Companies such as Chinese chipmaker SMIC are maintaining operations by allowing workers with negative covid test results who live nearby to continue working amid Shanghai’s lockdown this week, according to Bloomberg.
Meanwhile, as an important hub for biotech companies in China, Shanghai has also seen firms including GE Healthcare, which is under General Electric, set up temporary beds to let workers live in their factories in the city to continue small-scale operations for producing medical equipment and other goods for combating the virus, according to Chinese finance media Yicai. Hundreds of employees of German drug maker Boehringer-Ingelheim have also started living in the company’s Shanghai plants since mid-March to ensure production of antitumor drugs, said the outlet.
In addition, thousands of employees at some Shanghai dairy companies, as well as a car headlights maker have “treated the company as their home” even before this week’s lockdown came in, staying at the firms to ensure their operation, according to Chinese media.
The implementation of such measures are in line with Chinese leaders’ vow recently to minimize the economic impact of covid control measures, which have taken a toll on the country’s small businesses and citizens, who vented their frustration through memes and jokes online.
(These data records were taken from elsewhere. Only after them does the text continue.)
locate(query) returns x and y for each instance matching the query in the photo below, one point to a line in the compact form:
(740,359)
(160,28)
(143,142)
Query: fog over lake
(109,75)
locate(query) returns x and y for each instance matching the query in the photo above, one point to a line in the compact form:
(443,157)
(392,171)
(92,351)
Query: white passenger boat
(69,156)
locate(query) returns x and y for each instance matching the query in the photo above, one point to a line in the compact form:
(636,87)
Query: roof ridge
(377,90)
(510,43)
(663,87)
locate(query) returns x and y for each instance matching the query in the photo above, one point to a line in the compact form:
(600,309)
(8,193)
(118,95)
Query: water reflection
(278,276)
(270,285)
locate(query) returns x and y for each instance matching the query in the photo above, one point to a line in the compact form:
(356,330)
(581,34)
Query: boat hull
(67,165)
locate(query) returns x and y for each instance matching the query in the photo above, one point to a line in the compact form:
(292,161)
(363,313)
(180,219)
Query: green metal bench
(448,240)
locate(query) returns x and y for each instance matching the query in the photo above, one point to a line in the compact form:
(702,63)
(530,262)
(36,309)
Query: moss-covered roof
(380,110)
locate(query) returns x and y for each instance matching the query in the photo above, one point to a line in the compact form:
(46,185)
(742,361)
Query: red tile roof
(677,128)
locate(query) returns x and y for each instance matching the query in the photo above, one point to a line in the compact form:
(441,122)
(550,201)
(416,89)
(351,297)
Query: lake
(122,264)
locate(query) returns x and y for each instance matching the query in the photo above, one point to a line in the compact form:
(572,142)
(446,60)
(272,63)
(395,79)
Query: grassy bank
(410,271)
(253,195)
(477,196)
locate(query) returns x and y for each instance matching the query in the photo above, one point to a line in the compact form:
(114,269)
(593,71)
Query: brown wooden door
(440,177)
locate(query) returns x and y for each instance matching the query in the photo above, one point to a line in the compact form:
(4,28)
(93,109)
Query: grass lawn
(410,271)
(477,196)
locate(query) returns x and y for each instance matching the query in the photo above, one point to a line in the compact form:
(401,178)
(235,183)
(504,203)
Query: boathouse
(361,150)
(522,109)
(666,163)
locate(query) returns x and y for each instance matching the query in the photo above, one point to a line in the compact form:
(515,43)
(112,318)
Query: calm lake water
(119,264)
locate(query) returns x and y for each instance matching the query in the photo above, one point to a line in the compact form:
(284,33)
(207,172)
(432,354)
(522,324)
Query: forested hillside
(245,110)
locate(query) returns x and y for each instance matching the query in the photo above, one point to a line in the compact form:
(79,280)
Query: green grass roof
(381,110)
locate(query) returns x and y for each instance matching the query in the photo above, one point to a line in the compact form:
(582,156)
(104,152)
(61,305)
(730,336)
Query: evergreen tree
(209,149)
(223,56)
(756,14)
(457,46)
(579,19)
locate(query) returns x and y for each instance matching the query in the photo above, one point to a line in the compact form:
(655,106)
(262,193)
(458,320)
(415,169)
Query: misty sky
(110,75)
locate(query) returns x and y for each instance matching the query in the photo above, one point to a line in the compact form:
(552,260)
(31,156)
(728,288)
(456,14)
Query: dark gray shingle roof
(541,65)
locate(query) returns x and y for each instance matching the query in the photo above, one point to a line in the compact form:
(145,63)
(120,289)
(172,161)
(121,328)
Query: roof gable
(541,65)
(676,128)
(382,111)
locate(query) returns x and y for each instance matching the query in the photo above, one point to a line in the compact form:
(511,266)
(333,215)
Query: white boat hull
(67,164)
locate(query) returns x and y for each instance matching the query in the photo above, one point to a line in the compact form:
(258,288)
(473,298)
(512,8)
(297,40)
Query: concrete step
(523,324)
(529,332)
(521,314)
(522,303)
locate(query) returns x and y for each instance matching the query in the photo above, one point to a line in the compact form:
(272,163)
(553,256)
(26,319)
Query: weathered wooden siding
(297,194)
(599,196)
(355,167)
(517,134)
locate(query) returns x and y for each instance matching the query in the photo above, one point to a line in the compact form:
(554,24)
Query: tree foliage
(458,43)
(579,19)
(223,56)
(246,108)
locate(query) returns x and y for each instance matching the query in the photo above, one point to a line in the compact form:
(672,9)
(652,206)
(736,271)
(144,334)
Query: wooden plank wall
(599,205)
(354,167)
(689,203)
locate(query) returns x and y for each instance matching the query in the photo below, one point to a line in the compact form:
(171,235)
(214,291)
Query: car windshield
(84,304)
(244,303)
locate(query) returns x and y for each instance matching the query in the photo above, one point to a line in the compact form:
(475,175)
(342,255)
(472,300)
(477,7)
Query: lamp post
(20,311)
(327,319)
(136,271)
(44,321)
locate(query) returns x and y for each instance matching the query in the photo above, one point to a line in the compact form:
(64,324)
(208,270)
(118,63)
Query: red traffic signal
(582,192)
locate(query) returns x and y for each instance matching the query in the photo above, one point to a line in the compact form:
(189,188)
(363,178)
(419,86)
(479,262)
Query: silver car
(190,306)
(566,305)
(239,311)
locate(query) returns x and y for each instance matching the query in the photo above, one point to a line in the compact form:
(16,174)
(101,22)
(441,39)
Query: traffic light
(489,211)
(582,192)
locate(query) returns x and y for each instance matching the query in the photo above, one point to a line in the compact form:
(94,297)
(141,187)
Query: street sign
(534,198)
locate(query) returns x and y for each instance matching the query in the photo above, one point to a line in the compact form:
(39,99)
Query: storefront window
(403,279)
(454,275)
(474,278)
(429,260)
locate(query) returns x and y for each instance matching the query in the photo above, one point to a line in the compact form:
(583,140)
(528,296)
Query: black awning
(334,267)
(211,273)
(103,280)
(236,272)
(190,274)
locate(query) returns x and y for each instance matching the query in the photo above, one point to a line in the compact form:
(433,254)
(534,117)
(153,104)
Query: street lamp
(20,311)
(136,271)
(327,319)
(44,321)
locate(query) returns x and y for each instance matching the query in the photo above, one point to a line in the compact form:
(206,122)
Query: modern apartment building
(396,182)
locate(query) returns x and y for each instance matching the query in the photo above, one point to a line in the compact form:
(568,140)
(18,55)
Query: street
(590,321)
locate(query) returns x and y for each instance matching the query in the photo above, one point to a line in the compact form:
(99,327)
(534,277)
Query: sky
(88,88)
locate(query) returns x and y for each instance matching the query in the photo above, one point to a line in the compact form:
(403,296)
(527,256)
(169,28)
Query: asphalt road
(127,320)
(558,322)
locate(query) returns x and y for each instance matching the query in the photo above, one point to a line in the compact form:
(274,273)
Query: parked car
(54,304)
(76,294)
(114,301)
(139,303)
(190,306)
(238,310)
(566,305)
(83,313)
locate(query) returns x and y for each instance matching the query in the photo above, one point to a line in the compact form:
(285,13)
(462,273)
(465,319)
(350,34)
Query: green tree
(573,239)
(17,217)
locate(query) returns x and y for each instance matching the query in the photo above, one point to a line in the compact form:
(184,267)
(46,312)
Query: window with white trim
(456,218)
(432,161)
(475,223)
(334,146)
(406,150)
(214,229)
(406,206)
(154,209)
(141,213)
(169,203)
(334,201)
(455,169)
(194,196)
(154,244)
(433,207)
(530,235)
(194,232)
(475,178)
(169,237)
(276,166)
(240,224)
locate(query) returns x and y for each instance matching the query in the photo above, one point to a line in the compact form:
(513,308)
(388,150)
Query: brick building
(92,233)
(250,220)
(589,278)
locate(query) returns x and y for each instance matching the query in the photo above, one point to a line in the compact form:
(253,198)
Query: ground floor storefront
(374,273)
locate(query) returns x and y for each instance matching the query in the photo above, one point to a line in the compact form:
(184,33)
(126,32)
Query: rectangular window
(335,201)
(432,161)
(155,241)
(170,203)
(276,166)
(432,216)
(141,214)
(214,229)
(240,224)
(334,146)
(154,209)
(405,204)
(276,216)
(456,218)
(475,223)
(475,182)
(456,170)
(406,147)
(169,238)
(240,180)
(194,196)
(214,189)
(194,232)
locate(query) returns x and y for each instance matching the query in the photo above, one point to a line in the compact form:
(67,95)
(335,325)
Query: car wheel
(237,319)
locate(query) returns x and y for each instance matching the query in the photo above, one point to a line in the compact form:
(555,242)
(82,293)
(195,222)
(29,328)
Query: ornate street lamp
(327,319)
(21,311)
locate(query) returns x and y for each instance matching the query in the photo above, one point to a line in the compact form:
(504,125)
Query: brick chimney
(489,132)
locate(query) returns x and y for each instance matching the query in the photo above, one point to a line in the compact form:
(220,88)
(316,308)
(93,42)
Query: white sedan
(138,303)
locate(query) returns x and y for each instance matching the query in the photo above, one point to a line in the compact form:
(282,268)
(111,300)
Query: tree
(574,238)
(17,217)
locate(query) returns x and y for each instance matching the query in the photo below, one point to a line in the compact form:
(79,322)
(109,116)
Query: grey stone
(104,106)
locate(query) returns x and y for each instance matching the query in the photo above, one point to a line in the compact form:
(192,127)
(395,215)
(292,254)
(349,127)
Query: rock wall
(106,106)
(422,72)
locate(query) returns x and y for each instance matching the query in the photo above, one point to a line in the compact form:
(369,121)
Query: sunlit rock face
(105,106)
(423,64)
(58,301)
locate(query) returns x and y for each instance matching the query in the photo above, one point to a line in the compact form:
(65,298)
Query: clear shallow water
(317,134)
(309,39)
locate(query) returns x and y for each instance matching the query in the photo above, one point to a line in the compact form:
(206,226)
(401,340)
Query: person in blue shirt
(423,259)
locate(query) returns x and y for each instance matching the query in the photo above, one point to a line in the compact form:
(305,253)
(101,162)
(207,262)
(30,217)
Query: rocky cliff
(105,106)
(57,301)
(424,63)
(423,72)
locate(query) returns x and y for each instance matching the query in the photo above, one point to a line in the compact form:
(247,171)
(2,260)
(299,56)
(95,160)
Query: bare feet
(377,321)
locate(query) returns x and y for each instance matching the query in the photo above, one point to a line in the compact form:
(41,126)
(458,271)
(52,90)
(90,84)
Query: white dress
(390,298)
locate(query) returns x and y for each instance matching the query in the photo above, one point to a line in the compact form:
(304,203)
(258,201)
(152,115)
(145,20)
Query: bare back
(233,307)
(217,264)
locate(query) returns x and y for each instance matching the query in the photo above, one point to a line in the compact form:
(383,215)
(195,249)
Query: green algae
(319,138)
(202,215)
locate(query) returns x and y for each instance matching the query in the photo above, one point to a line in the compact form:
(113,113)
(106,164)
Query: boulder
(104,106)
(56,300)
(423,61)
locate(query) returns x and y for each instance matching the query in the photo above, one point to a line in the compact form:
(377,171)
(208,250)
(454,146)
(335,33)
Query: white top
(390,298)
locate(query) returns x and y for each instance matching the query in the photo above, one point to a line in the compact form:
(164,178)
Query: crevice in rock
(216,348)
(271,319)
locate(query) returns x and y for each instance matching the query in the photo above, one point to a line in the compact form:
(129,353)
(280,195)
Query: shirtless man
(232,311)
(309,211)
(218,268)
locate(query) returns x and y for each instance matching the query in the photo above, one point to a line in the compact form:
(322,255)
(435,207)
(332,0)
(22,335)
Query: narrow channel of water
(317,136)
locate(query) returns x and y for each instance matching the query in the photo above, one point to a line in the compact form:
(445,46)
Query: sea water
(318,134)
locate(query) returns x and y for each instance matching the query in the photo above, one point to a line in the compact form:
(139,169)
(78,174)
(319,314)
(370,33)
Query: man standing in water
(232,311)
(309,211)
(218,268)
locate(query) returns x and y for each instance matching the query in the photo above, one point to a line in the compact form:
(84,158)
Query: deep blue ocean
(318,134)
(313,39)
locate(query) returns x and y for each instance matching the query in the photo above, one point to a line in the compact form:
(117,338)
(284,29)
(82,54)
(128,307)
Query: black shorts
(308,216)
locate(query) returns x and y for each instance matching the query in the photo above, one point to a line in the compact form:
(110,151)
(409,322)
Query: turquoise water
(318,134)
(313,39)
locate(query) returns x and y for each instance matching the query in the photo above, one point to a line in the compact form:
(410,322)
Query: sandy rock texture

Camp cots, sleeping bags at investment firms
Shanghai is home to the country’s largest stock exchange and this period is a busy one for fourth-quarter and full-year results. The market has been turbulent in recent weeks, prompting many bankers and traders to also stay at their offices so they can continue to place orders.
Zhong Ou Asset Management, which has $98 billion in assets under management, said on its official WeChat account that dozens of employees “sacrificed their own homes for the bigger family,” volunteering to live at the firm since mid-March, when the city tightened restrictions to combat the virus. In a photo the firm uploaded, a camp cot was placed next to an employee typing on a computer at his desk, while in another picture, two camp cots were shown in what the company called the “rest area.”
In recent years, both white-collar and blue-collar Chinese workers have protested over work hours. But these arrangements appear to come with generous overtime pay, at least for professionals such as investment managers, who are being offered $300 for weekday overnight stays, according to Bloomberg. The preparations that companies are undertaking now, with airbeds, sleeping bags, and cooked food for workers, are preferable to the situation some workers have faced, when they’ve been locked down at their office buildings at a moment’s notice.
A smaller fund, Xinyuan Asset Management, on Monday also shared photos of temporary beds at its offices, saying the “trading room has turned into a girls’ dorm,” as four female employees, including a fund manager, have been sleeping at the company amid the city’s lockdowns. Even up until 10pm one day, many employees were still working in the offices, it said in a WeChat post. And as Shanghai’s covid restrictions become harsher, more staffers are flocking to the company to sleep over as some worry their residential compounds could be under lockdown soon, it added.
“We know deeply that the shadow of covid is yet to dissipate, but financial services can’t stop even for a moment,” said the firm.